The point is that people have to eat every day. Why is inflation going up? It's not because so many folks are spending money. Could it be a lack of competition that allows price fixing? That's certainly the case with high gasoline prices in California. We have a serious recession, possibly the prelude to another Great Depression. The private sector isn't spending. The fed gov is the only game in town. If the administration doesn't start spending more soon all but the very rich are going into poverty. I don't see much value in worrying about the debt down the road when we may not ever get down the road.

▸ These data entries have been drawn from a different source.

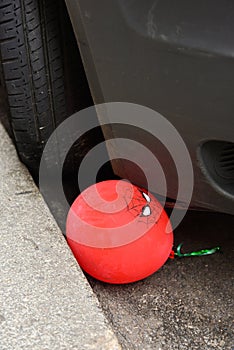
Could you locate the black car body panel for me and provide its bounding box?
[66,0,234,214]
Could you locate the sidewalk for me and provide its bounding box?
[0,124,121,350]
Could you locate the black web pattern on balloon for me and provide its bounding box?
[124,189,160,226]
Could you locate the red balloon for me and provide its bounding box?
[66,180,173,284]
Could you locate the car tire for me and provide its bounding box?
[0,0,67,175]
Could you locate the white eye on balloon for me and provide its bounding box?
[141,192,151,203]
[141,204,151,216]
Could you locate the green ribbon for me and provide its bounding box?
[175,243,220,258]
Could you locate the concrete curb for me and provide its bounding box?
[0,121,121,350]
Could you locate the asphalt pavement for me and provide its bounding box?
[0,124,121,350]
[0,91,234,350]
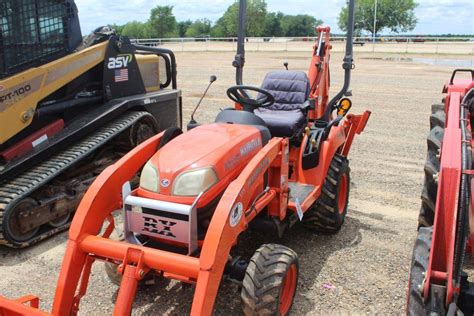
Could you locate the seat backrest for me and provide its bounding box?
[261,70,310,111]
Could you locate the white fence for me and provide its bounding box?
[133,36,474,55]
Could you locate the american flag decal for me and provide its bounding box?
[115,68,128,82]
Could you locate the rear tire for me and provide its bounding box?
[241,244,298,315]
[302,154,350,234]
[418,104,446,227]
[407,227,433,316]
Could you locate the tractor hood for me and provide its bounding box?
[143,123,262,196]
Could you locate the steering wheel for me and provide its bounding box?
[227,86,275,112]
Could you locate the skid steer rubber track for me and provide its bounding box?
[0,111,153,248]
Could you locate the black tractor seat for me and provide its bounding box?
[254,70,310,138]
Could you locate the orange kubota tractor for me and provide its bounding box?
[407,69,474,315]
[0,0,370,315]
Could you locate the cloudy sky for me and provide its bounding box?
[76,0,474,34]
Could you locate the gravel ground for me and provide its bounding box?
[0,52,472,315]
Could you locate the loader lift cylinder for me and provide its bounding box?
[324,0,355,121]
[232,0,247,85]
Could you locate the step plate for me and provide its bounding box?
[288,182,315,203]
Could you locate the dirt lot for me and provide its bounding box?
[0,52,467,315]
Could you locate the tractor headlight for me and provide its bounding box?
[173,167,218,196]
[140,161,160,193]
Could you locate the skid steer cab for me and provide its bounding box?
[0,1,370,315]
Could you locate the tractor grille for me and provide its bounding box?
[0,0,81,78]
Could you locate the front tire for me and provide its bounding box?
[241,244,298,315]
[303,154,350,234]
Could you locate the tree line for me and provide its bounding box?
[112,0,323,39]
[112,0,418,38]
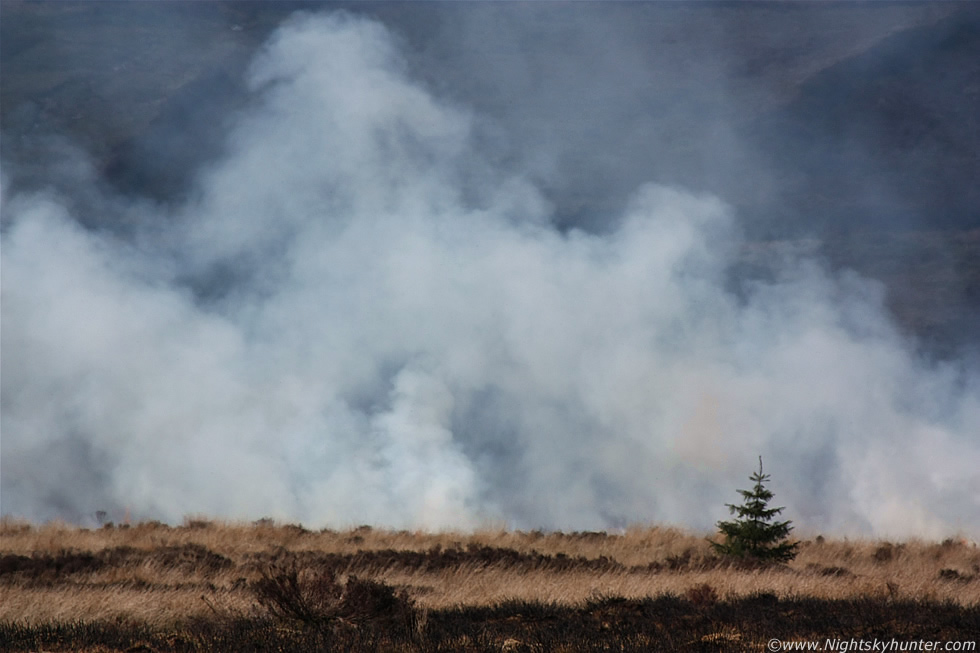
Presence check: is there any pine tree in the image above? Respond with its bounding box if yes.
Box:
[708,456,799,562]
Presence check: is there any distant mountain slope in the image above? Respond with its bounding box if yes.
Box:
[746,4,980,232]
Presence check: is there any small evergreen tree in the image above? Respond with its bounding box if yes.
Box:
[708,456,800,562]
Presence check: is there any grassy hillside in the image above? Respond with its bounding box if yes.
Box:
[0,520,980,651]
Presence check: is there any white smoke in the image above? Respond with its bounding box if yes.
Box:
[2,15,980,535]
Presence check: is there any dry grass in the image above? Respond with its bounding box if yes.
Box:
[0,520,980,625]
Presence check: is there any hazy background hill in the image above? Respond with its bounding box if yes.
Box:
[0,0,980,537]
[0,1,980,353]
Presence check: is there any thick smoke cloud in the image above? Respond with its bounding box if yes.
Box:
[2,14,980,535]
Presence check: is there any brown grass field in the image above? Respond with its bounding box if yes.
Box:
[0,519,980,651]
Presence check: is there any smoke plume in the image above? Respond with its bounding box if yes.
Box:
[2,14,980,536]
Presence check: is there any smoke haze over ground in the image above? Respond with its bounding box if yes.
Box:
[0,5,980,536]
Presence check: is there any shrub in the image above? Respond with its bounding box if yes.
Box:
[251,562,415,633]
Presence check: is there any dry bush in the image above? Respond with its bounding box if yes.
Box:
[251,559,415,632]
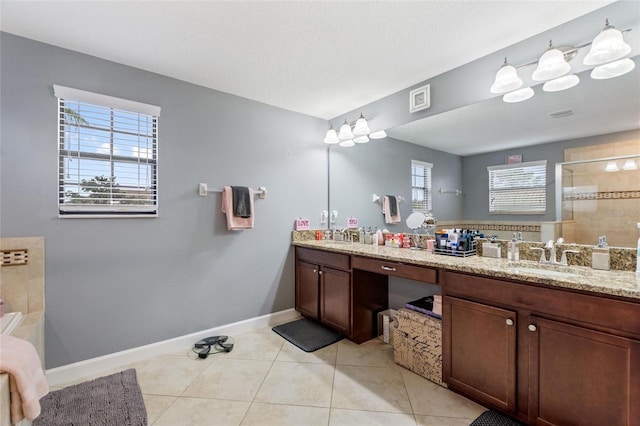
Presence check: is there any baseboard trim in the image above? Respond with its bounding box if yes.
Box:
[45,309,300,386]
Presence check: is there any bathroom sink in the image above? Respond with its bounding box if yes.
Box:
[511,267,580,278]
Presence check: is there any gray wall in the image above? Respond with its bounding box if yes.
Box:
[0,33,328,368]
[462,130,640,221]
[329,137,462,232]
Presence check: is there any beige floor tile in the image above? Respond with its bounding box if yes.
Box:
[255,362,334,407]
[331,365,412,413]
[153,397,249,426]
[276,340,338,365]
[329,408,416,426]
[127,355,210,396]
[181,358,272,401]
[401,369,486,419]
[142,394,177,425]
[242,403,329,426]
[336,339,396,367]
[416,415,474,426]
[221,332,284,361]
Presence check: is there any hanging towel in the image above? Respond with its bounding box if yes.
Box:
[231,186,251,219]
[382,195,401,223]
[222,186,254,231]
[0,334,49,424]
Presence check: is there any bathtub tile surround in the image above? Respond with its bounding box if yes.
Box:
[55,328,485,426]
[0,237,44,314]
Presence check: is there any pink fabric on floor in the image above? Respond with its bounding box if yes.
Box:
[222,186,254,231]
[0,334,49,424]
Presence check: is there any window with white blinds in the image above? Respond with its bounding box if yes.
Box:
[411,160,433,212]
[487,160,547,214]
[54,86,160,217]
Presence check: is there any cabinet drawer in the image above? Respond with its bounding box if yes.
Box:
[351,256,438,284]
[296,247,350,270]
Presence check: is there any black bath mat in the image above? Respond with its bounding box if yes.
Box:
[272,318,344,352]
[33,369,147,426]
[469,410,524,426]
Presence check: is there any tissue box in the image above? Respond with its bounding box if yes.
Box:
[393,308,447,387]
[482,243,502,259]
[378,309,398,344]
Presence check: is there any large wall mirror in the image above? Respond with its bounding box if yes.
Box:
[329,0,640,246]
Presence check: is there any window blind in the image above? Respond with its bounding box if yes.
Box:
[411,160,433,212]
[54,86,160,216]
[487,160,547,214]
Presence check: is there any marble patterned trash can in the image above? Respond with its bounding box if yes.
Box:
[393,308,447,387]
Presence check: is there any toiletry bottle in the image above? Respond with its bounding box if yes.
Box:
[591,235,610,271]
[507,232,520,262]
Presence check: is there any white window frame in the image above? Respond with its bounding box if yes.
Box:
[487,160,547,214]
[411,160,433,213]
[53,85,160,218]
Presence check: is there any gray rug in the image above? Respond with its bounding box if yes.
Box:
[469,410,525,426]
[272,318,344,352]
[33,369,147,426]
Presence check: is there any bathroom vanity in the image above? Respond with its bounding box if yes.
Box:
[293,241,640,425]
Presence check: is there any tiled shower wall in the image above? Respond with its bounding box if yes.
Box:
[0,237,44,314]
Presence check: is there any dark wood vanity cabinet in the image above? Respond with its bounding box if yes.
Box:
[295,247,351,336]
[443,297,517,414]
[443,271,640,426]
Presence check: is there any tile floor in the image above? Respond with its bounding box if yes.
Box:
[56,322,485,426]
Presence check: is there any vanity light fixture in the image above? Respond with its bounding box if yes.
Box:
[583,19,631,65]
[622,158,638,170]
[502,87,534,103]
[324,113,380,147]
[491,58,522,93]
[604,161,620,172]
[490,19,636,102]
[531,40,571,81]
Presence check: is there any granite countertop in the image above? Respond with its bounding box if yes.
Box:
[292,240,640,300]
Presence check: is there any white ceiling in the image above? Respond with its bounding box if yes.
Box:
[0,0,611,119]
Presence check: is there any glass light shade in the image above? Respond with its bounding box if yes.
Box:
[542,74,580,92]
[338,120,353,141]
[531,47,571,81]
[502,87,533,103]
[353,113,371,136]
[622,158,638,170]
[324,127,340,144]
[490,60,522,93]
[591,58,636,80]
[604,161,620,172]
[369,130,387,139]
[583,26,631,65]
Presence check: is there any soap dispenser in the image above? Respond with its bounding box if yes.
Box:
[591,235,611,271]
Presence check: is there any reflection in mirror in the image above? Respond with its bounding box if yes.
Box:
[556,153,640,247]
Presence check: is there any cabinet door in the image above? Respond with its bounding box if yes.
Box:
[296,261,320,320]
[442,296,516,413]
[529,316,640,426]
[320,267,351,336]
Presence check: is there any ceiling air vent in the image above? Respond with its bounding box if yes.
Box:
[549,109,573,118]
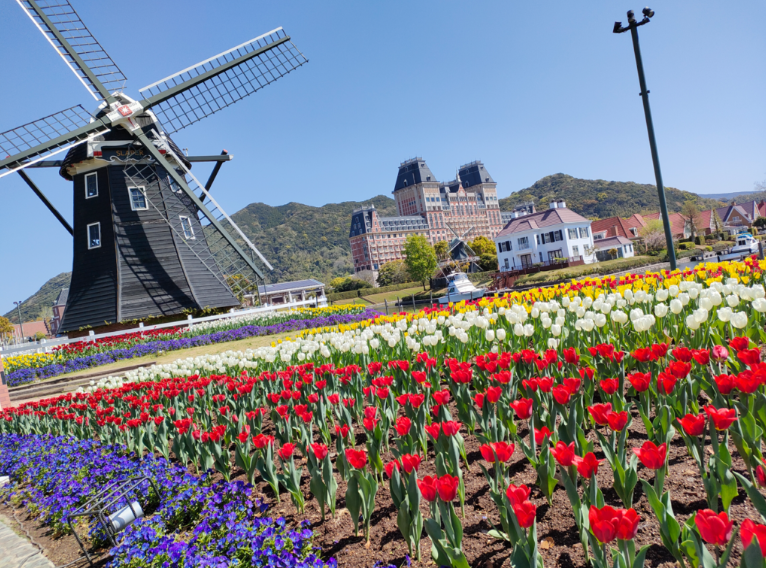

Imo, one of the main reasons is that the Fed is raising the Monetary base - 'the total amount of currency in circulation and in central bank deposits'. http://www.businessinsider.com/here...t-we-havent-seen-rampant-inflation-yet-2010-3 The more dollars you print, the less each dollar is worth (generally speaking). So the more dollars it takes to buy things...especially things that come from overseas...like raw materials, finished goods, oil, etc.. Plus, eventually the Fed is going to have to raise rates if inflation keeps rising. And that makes payments on the debt much more expensive, so they take up a greater and greater part of the budget. Right now rates are at record lows...but that cannot last forever. And the amount of money the federal government brings in today was enough to pay ALL America's budget about 10 years ago. So it's not like balancing the budget should be THAT hard. I agree those that cannot afford it should be given food and shelter and emergency medical care. But just making up jobs that the country cannot afford just so people can keep their homes will - imo - lead to disaster. It is simple common sense, when you are in debt - you cut back on unnecessary spending. You don't go and get another credit card and rack the debt up even higher. The solution to too much debt is NEVER more debt.
He any relation to Sen. Mitch McConnell's wife Elaine Chu? GOPs Solyndra probe threatens to ensnare Energy Secretary Chu 9/29/11 : The controversy over a $535 million loan guarantee to the now-bankrupt California solar firm Solyndra is threatening to dim the star of Energy Secretary Steven Chu, a physicist and Nobel Prize winner who had, until now, rarely been thrust into the political spotlight.
I agree. Private banks and investment houses don't make gigantic bad loans that can implode the entire world economy. Good post!